Streaming Review

Chaos Walking review – generic and headache-inducing YA adaptation

Tom Holland and Daisy Ridley star in a bland sci-fi western, set on a planet where it's possible to hear other people's thoughts

They say it’s the thought that counts – but that isn't enough to save this mostly bland and forgettable attempt to adapt what has been called an unadaptable novel to the big screen, which hints at at least two more sequels I suspect will never come.

Chaos Walking is based on a popular YA book series by Patrick Ness, set on a planet where people can hear and sometimes see physical manifestations of each other’s thoughts. The premise is actually quite intriguing – a world lived at the mercy of your own uncontrollable thoughts is packed with horrific potential (just imagine what Michael Haneke could do with this idea). But this Chaos Walking, directed by journeyman Doug Liman and based on a script by Ness and co-writer Christopher Ford, makes for the most generic, brown-coloured stew of a film.

Shot all the way back in 2017 (but with the air of something made in 2007), Chaos Walking has lingered in post production for years, presumably because nobody could figure out a convincing way to make it work. In 2013, we heard Charlie Kaufman was involved – if only! Watching the final product, it appears half-realised, a cinematic shrug. But then why shoot a movie like this in the first place, unless you’d nailed the concept down and felt confident of the execution ?

Tom Holland plays a young, muscular man named Todd Hewitt (prepare to hear his name said over and over again) on the colonised planet known as “New World,” which essentially resembles a western frontier town. What makes living here particularly hellish is that the men – for reasons that are never explained – must live with an infliction called “The Noise,” meaning their thoughts are audible to everyone, sometimes manifesting as images in puffs of purple smoke.

There are no women here, until there is one: Viola Eade (Daisy Ridley) crash lands on the planet and is quickly viewed as a means of escape by the town's corrupt mayor, played in an untypically forgettable performance by the great Mads Mikkelsen. When he reveals a sinister plan to hijack Viola's rescue ship to escape New World, Todd decides to help Viola, their odd couple dynamic powered by the fact that she can literally see him thinking about him wanting to kiss her (he has never seen a girl). But what happened on this failed attempt to colonise a planet, and what really happened to the women?

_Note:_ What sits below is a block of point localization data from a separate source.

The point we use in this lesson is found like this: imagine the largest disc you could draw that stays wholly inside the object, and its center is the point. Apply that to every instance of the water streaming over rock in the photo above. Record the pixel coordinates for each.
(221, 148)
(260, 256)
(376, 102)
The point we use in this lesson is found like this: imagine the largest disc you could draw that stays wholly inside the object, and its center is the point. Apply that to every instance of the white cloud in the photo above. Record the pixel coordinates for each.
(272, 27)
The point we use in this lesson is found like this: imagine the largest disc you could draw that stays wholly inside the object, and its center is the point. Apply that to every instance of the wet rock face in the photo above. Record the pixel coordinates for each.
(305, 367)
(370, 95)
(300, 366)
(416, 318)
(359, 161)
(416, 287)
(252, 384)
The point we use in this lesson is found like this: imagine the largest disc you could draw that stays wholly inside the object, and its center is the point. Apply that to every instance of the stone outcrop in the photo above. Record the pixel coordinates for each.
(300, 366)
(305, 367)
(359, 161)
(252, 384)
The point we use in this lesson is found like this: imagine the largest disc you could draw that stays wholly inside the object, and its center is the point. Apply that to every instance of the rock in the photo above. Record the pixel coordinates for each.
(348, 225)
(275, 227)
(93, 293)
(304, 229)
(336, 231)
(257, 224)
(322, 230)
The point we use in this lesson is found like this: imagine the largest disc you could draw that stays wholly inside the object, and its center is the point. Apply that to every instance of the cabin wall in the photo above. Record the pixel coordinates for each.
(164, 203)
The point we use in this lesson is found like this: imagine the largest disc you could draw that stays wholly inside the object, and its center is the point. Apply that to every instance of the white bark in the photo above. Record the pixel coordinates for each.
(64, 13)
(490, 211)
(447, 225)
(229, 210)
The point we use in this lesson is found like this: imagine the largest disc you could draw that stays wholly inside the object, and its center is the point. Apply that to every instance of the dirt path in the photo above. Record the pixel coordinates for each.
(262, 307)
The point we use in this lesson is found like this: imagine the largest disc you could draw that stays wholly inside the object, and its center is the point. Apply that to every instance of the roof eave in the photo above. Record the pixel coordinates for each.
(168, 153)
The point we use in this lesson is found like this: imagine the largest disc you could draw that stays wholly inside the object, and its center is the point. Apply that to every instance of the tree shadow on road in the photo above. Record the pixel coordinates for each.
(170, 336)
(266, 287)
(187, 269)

Chaos Walking seems in an odd kind of rush to get its plot in motion – weird, because it doesn’t really have one. Ridley and Holland are fine, but they’re struggling against a movie that doesn’t know how to engage with its ideas in any real way, as though constantly afraid of biting off more than it can chew (hearing Todd's endless thoughts is for the most part headache-induing). They amble around in the woods for a while, make awkward conversation. Later, when the alien from Signs shows up, the movie flirts with intrigue – until the thread is quickly abandoned. It's a common issue. When Chaos Walking arrives at what should be a shocking or mind-blowing revelation, it treats it as though it's only mildly interesting. There are discoveries in this movie that a better movie would inject with the necessary weight, but Liman's film seems oddly indifferent to its own narrative twists and turns.

In moments where we hear Todd's cringe-worthy thoughts manifesting as audible mutterings – he cannot help but think “Yellow hair… pretty…” while looking at Viola – it's possible to imagine a film with a better grasp of the inherent comedy of all this – one that finds real funny in a bizarre idea, the same way Liman's superior sci-fi venture Edge of Tomorrow found the absurd comic potential in Tom Cruise's repeated deaths. Chaos Walking flirts with being more humorous, but ultimately settles for oddly neutered, allowing most of its jokes to disappear beneath the sound mix.

The film is never exactly unwatchable, and in its last half hour it does tap into a somewhat engaging line of action that's largely absent elsewhere. But the biggest problem is that this adaptation never engages with its central idea in any meaningful way. These people can hear each other’s thoughts… so what? Almost everything that happens could have happened without that element at play, meaning the conceit is only really here to annoy us for two hours for no good reason. This generic thriller, quite simply, hasn’t thought it through.

Chaos Walking is available to stream on digital platforms from 2 April.